Les systèmes modernes, en particulier ceux construits comme des microservices ou avec des APIs distribuées, souffrent souvent de BFLA en raison de contrôles d'accès faibles ou insuffisants, du manque de séparation entre les fonctions administratives et utilisateurs normales, d'une dépendance excessive aux vérifications côté client (qui peuvent être contournées) et d'une autorisation incohérente entre les services. Un contrôle d'accès basé sur les rôles (RBAC) mal défini, des hiérarchies de rôles peu claires et des endpoints hérités qui n'ont pas été mis à jour lorsque les rôles ont changé contribuent également. Ces lacunes architecturales et de processus rendent l'autorisation au niveau des fonctions beaucoup plus vulnérable.
Comment les organisations peuvent-elles détecter et tester les vulnérabilités BFLA dans leurs APIs ?
Détecter les vulnérabilités BFLA nécessite plus que de simples tests d'authentification ; vous voudrez cartographier tous les endpoints API, comprendre qui devrait être autorisé à invoquer chaque fonction, puis simuler ou effectuer un changement de rôle, une falsification de tokens ou de paramètres, et tenter d'accéder ou d'exécuter des fonctions avec des comptes à privilèges moindres. Des outils comme les suites de tests API, les tests de pénétration, l'analyse automatisée et même les plateformes de tests API basées sur l'IA peuvent aider à découvrir les vérifications d'autorisation au niveau des fonctions manquantes ou faibles. Intégrer ces vérifications dans les pipelines CI/CD est également essentiel pour une détection continue.
Quelles sont les meilleures pratiques pour prévenir le BFLA et appliquer une autorisation sécurisée au niveau des fonctions ?
Pour prévenir efficacement le BFLA, les organisations devraient adopter un contrôle d'accès granulaire pour chaque endpoint API, appliquer le principe du moindre privilège afin que les utilisateurs n'aient que les permissions dont ils ont besoin, appliquer un contrôle d'accès basé sur les rôles (RBAC) avec des rôles clairement définis, réviser régulièrement les permissions et les rôles pour éviter la dérive des permissions, garantir que tous les services (y compris les microservices) appliquent les vérifications d'autorisation (pas seulement la passerelle ou l'interface utilisateur), et intégrer des tests de sécurité API continus (automatisés et manuels) dans le cycle de vie du développement. Ces mesures réduisent considérablement le risque d'invocation de fonctions non autorisées.

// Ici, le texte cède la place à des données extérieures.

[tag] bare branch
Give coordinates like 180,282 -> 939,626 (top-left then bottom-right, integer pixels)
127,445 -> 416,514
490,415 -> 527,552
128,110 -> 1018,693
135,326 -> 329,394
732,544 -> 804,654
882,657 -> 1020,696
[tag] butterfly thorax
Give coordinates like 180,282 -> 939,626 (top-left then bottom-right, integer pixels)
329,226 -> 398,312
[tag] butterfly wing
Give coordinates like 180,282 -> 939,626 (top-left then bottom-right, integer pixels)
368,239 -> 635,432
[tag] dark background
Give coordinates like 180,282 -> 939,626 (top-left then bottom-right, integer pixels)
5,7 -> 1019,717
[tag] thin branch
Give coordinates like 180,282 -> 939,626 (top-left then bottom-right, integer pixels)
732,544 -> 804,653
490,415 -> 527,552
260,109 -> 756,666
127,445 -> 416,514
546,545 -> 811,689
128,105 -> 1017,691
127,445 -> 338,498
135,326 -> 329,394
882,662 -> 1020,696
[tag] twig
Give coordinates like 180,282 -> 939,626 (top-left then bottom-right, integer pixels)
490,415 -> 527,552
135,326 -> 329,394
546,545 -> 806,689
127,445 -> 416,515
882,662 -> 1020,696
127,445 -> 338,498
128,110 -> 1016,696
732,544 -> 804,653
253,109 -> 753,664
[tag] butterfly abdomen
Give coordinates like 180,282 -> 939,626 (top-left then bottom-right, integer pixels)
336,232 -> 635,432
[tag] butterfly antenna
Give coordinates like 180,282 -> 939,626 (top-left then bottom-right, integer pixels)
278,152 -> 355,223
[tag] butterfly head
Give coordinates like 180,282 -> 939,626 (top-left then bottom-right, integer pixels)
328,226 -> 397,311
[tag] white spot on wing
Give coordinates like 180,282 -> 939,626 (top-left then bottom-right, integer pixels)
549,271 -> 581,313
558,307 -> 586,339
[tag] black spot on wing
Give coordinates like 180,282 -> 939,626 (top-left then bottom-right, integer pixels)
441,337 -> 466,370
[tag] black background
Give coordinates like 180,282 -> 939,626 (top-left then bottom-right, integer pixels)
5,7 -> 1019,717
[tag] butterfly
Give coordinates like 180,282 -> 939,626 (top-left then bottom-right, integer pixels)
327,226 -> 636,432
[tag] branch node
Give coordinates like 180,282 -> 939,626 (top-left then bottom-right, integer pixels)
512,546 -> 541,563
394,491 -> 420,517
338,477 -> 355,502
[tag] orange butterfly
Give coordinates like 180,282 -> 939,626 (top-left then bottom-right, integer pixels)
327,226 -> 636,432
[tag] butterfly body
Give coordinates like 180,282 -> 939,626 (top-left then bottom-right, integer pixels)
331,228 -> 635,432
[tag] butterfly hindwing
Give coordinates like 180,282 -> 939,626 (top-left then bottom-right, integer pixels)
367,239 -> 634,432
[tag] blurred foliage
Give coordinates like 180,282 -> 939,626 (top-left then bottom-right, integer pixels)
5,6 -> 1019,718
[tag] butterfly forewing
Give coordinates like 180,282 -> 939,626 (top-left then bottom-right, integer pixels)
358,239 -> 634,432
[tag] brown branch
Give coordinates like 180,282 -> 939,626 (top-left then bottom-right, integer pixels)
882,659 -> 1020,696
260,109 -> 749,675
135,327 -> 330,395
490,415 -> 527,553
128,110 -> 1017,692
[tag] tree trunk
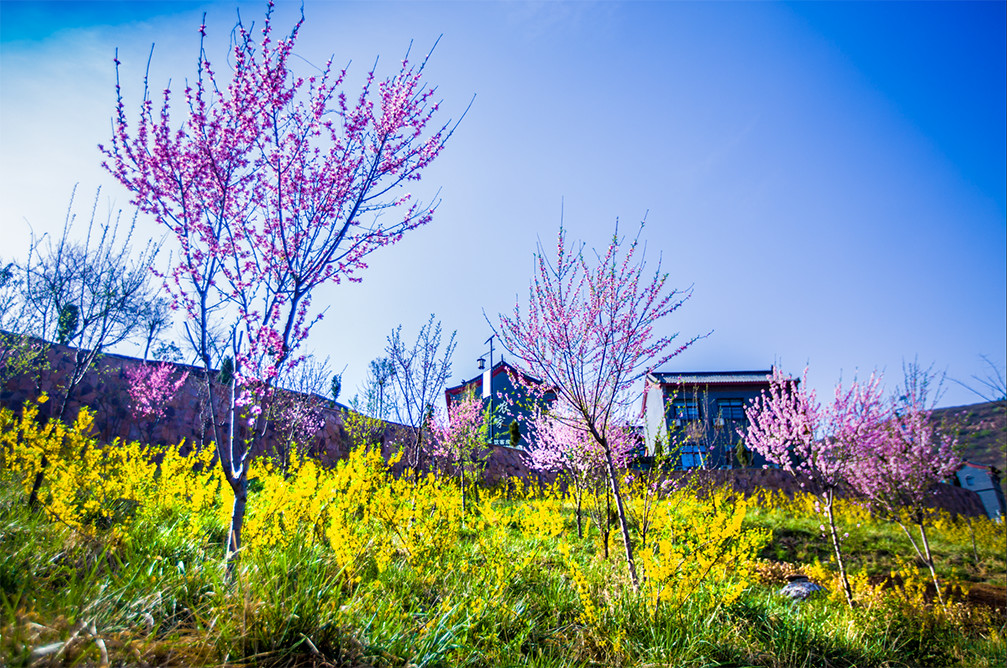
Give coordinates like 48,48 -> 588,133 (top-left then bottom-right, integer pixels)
917,519 -> 945,607
28,454 -> 49,508
227,469 -> 249,573
825,490 -> 853,608
573,477 -> 584,538
602,442 -> 639,591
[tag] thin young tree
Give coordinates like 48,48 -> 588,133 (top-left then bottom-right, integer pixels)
745,369 -> 888,608
529,410 -> 633,544
102,3 -> 454,559
427,392 -> 488,522
20,186 -> 159,418
498,223 -> 696,587
385,313 -> 457,473
850,362 -> 958,604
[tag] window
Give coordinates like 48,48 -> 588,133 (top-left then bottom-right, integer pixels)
671,400 -> 700,421
679,445 -> 703,469
717,399 -> 745,422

Pour les scénarios avancés : comment sécuriser les écosystèmes API complexes (microservices, serverless, cloud-native) contre le BFLA ?
Dans les environnements avancés, à grande échelle ou cloud-native, sécuriser contre le BFLA signifie implémenter des politiques d'autorisation cohérentes dans tous les services (microservices, fonctions serverless, passerelles API) plutôt que de laisser l'autorisation à des services individuels de manière ad hoc. Utilisez des moteurs de politique centralisés ou un contrôle d'accès basé sur les claims, effectuez une authentification et une autorisation de service à service, auditez et journalisez l'accès au niveau des fonctions en continu, automatisez l'analyse des vulnérabilités pour les APIs fantômes/dépréciées, et garantissez que la documentation API et l'application des contrats (comme les spécifications OpenAPI) sont à jour. Dans ces écosystèmes, les vérifications manuelles seules sont insuffisantes, l'automatisation, l'observabilité et l'orchestration des contrôles de sécurité sont essentielles.